Search code examples
protocol-buffersgoogle-cloud-pubsub

Pub/Sub Get schema from topic


I want to use schemas to validate data before publishing via Google Pub Sub in Python. I associated a schema to a topic (gcloud pubsub topics create with --schema flag). In the publisher or subscribe code, is it possible to retrieve the schema class from the topic, similar to how it is possible to retrieve the encoding topic.schema_settings.encoding? Or do we need to copy/make accessible the .proto file and generate classes in the appropriate repos when we need to publish or parse messages?

Note: I was following this tutorial

publisher_client = PublisherClient()
topic_path = publisher_client.topic_path(project_id, topic_id)

# Get the topic encoding type.
topic = publisher_client.get_topic(request={"topic": topic_path})
encoding = topic.schema_settings.encoding

# Instantiate a protoc-generated class defined in `us-states.proto`.
state = us_states_pb2.StateProto()
state.name = "Alaska"
state.post_abbr = "AK"

Solution

  • You can retrieve schemas e.g. gcloud pubsub schemas [list|describe] ...

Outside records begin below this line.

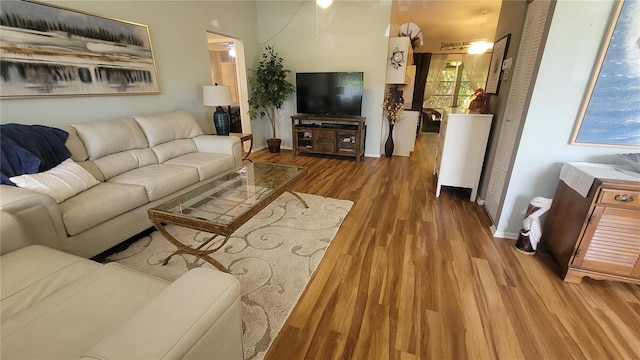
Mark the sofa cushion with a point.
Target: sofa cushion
(107, 137)
(166, 127)
(118, 163)
(61, 182)
(172, 149)
(74, 144)
(208, 165)
(32, 273)
(99, 204)
(159, 180)
(107, 296)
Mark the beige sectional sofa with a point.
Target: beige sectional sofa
(139, 162)
(55, 305)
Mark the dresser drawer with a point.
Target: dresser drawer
(325, 135)
(616, 197)
(325, 146)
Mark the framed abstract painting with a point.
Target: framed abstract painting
(610, 113)
(47, 50)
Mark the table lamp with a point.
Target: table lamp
(218, 95)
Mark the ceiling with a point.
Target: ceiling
(448, 21)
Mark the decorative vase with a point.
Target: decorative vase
(221, 121)
(389, 145)
(274, 145)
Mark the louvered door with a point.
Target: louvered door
(611, 239)
(517, 100)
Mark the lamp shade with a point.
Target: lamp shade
(217, 95)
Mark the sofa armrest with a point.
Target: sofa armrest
(215, 144)
(38, 214)
(196, 317)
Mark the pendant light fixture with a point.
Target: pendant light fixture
(480, 46)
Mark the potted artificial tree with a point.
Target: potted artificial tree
(270, 89)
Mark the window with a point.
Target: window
(454, 88)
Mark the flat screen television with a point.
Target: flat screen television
(329, 93)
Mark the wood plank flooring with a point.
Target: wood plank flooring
(411, 276)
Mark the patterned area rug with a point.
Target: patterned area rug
(273, 256)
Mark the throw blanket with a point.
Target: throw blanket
(29, 149)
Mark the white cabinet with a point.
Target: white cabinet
(462, 143)
(399, 58)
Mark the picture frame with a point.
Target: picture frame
(610, 111)
(495, 66)
(47, 51)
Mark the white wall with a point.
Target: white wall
(348, 36)
(577, 30)
(178, 35)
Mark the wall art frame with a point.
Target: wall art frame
(610, 111)
(495, 66)
(47, 50)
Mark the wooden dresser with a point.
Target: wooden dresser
(598, 234)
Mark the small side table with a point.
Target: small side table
(245, 137)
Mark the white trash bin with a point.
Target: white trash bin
(531, 231)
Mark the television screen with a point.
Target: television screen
(329, 93)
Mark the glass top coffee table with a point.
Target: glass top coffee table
(224, 204)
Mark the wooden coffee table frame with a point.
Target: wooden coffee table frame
(161, 216)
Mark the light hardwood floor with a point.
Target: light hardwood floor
(412, 276)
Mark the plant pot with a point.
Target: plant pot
(274, 145)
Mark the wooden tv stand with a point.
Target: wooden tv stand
(334, 135)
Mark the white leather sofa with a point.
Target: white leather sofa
(140, 162)
(55, 305)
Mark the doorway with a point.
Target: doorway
(227, 63)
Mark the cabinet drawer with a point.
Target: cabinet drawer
(624, 198)
(325, 135)
(325, 146)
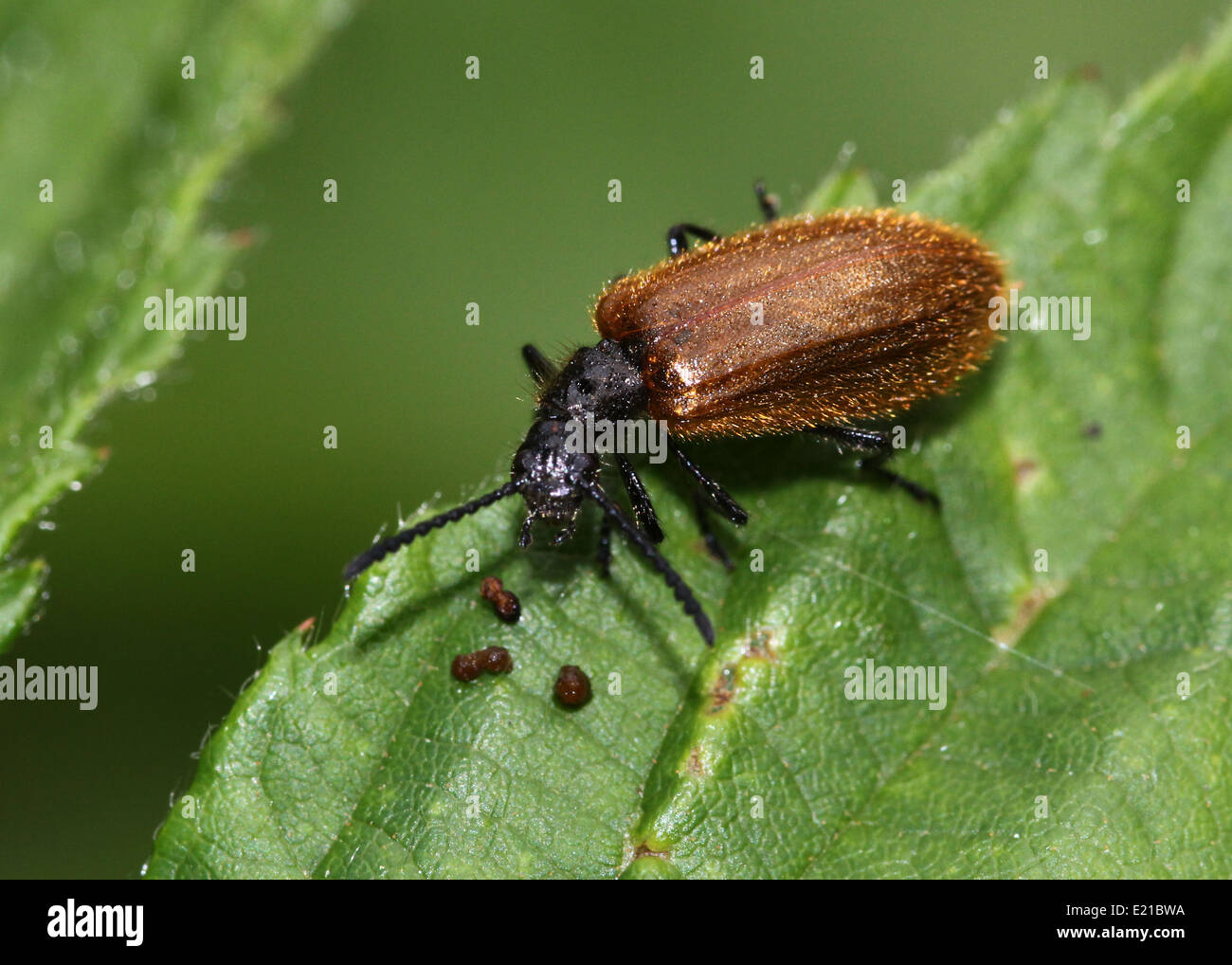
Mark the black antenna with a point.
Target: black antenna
(382, 549)
(670, 575)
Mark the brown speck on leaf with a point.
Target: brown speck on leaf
(506, 606)
(493, 660)
(571, 686)
(723, 689)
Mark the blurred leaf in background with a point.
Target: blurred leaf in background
(1085, 717)
(116, 123)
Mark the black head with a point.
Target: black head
(551, 471)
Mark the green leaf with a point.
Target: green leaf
(1068, 744)
(94, 101)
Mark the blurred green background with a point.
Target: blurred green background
(450, 191)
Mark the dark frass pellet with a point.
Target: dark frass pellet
(571, 686)
(497, 660)
(493, 660)
(504, 602)
(809, 324)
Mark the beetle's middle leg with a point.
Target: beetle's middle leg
(643, 513)
(879, 447)
(710, 496)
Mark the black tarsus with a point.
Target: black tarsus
(541, 369)
(677, 241)
(679, 588)
(878, 445)
(604, 557)
(716, 549)
(643, 510)
(382, 549)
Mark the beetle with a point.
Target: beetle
(813, 323)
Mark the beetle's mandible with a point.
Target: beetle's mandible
(800, 324)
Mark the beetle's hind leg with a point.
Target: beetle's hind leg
(879, 450)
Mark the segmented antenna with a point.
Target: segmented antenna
(670, 575)
(390, 544)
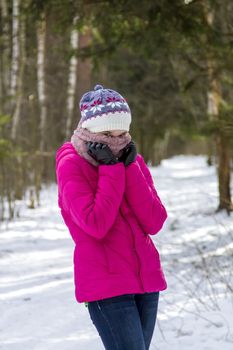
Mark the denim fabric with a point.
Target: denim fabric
(125, 322)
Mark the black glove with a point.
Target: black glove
(129, 154)
(101, 153)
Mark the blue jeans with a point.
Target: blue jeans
(125, 322)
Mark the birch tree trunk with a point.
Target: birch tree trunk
(5, 57)
(214, 98)
(19, 81)
(41, 36)
(74, 38)
(15, 51)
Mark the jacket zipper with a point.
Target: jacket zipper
(139, 263)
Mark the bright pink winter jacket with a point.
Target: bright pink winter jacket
(110, 211)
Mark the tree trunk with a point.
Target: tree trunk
(72, 78)
(15, 51)
(5, 57)
(41, 36)
(19, 84)
(214, 98)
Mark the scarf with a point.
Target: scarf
(82, 135)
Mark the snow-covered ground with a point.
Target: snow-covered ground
(37, 303)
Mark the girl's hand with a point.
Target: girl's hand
(101, 153)
(129, 154)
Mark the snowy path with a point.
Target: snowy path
(37, 304)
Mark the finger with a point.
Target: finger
(98, 146)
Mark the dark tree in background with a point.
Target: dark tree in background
(171, 59)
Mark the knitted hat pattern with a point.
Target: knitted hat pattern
(103, 110)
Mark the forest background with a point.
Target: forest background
(172, 60)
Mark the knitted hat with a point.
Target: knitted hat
(103, 110)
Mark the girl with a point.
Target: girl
(110, 205)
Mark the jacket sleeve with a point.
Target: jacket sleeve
(94, 211)
(143, 197)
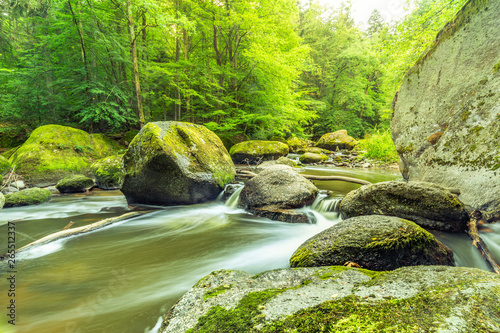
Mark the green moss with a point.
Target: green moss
(242, 318)
(216, 291)
(31, 196)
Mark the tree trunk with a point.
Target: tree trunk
(133, 51)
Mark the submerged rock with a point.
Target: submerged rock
(254, 152)
(341, 299)
(30, 196)
(278, 186)
(53, 152)
(446, 121)
(175, 163)
(336, 140)
(313, 158)
(429, 205)
(107, 172)
(374, 242)
(74, 184)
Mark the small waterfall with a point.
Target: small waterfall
(325, 204)
(234, 199)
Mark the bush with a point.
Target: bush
(379, 146)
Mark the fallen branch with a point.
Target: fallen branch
(80, 230)
(249, 174)
(478, 242)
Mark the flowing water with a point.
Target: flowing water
(123, 277)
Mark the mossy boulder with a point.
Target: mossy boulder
(295, 144)
(30, 196)
(4, 165)
(107, 172)
(429, 205)
(340, 299)
(74, 184)
(459, 99)
(312, 158)
(175, 163)
(254, 152)
(278, 186)
(53, 152)
(373, 242)
(337, 140)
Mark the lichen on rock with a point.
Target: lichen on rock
(174, 163)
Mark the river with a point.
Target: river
(124, 277)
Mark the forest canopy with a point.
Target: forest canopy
(254, 69)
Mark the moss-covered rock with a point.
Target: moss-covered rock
(256, 151)
(295, 144)
(30, 196)
(452, 124)
(107, 172)
(374, 242)
(52, 152)
(74, 184)
(340, 299)
(175, 163)
(336, 140)
(313, 150)
(429, 205)
(279, 186)
(312, 158)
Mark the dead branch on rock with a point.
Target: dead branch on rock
(478, 242)
(249, 174)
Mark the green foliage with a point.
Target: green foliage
(379, 146)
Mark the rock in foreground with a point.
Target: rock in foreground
(279, 186)
(254, 152)
(429, 205)
(31, 196)
(340, 299)
(446, 122)
(74, 184)
(175, 163)
(373, 242)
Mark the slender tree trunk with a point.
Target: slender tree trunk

    And, as with all gcloud commands, they're backed by an API:

    gcloud pubsub schemas describe ... --log-http

    Can be found in APIs Explorer projects.schemas.get

    And, because they're part of the service's API, they are accessible through SDKs too:

    from google.cloud import pubsub_v1
    
    
    schema_service_client = pubsub_v1.SchemaServiceClient()
    
    project = "..."
    schema = "..."
    
    name = f"projects/{project}/schemas/{schema}"
    s = schema_service_client.get_schema(name=name)
    print(s.definition)
    

    s is type Schema

    But, you probably don't want to do this!

    It would require that you build the types (programmatically) at runtime which is possible but ill-advised.

    You should consider publishing your protobufs (and consider generating the language stubs) centrally, making these accessible to your developers and letting them access them for use.